- Directed by: Dave Fleischer
- Produced by: Max Fleischer
- Starring: Mae Questel
- Animation by: Willard Bowsky Ugo D'Orsi
- Color process: Black-and-white
- Production company: Fleischer Studios
- Distributed by: Paramount Pictures
- Release date: October 14, 1932;
- Running time: 7 minutes
- Country: United States
- Language: English

= Betty Boop's Ups and Downs =

1932 film

Betty Boop's Ups and Downs is a 1932 Fleischer Studios animated short film, starring Betty Boop.

The short subject makes light of the rash of foreclosures and property auctions in the economic turmoil of the Great Depression, together with some of the distinctive surrealism of the Fleischer style of this era.

==Plot==
A destitute Betty is evicted from her home, which has a "FOR SALE" sign beside it. After Bimbo hauls away Betty and her meager belongings in a horse-drawn cart, the vacant house starts to fall apart. The asking price on the sign goes down with each additional decay, which the chimney itself fixes, until the house is ramshackle and the asking price is "Or what have you?", which frustrates the chimney.

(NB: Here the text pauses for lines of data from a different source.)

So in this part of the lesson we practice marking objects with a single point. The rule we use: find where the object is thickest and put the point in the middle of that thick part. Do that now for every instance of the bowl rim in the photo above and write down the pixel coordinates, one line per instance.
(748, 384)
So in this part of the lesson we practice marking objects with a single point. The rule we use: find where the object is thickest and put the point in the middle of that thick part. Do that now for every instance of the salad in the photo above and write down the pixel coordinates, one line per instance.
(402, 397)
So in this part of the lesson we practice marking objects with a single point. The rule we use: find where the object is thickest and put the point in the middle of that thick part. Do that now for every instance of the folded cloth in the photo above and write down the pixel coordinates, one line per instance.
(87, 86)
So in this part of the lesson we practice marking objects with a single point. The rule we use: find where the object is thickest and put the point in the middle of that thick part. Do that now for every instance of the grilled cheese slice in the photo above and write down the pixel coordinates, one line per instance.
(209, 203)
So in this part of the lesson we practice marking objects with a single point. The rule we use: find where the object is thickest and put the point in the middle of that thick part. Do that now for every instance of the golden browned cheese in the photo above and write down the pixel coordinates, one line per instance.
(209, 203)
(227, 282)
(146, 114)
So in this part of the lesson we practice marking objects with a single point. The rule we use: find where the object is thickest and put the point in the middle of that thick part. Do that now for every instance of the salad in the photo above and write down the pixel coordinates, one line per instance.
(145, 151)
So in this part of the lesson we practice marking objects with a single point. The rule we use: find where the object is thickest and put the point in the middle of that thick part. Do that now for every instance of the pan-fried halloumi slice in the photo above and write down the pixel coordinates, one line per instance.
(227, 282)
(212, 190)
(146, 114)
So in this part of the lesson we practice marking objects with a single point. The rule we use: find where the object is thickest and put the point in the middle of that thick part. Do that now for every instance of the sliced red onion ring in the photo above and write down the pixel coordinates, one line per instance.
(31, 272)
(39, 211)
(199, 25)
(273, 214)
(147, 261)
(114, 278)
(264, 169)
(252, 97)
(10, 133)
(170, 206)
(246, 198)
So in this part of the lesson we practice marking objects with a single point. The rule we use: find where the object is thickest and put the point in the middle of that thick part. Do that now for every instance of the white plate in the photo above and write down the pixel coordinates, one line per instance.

The camera view then pulls back up into the air, showing all the houses in the town also have "For Sale" signs. The view continues up show all of North America "For Sale", and finally the whole Earth is for sale. The Earth goes up for auction with the Moon serving as auctioneer and the planets start bidding, singing to the tune of "London Bridge Is Falling Down". Mars and Venus bid first, but Saturn is the eventual buyer. He pulls a large horse-shoe magnet out from the Earth, eliminating the planet's gravity, just to see what happens. Buildings, trees, animals, and people including Betty start floating into the air with humorous effect. Finally a hand reaches out from the Earth and grabs the magnet back from Saturn. Gravity is restored, and everything and everybody return to the ground. A series of buildings fall atop Betty, but she avoids injury as she emerges from the top of the pile of buildings singing "Any old place upon this Earth is home sweet home to me".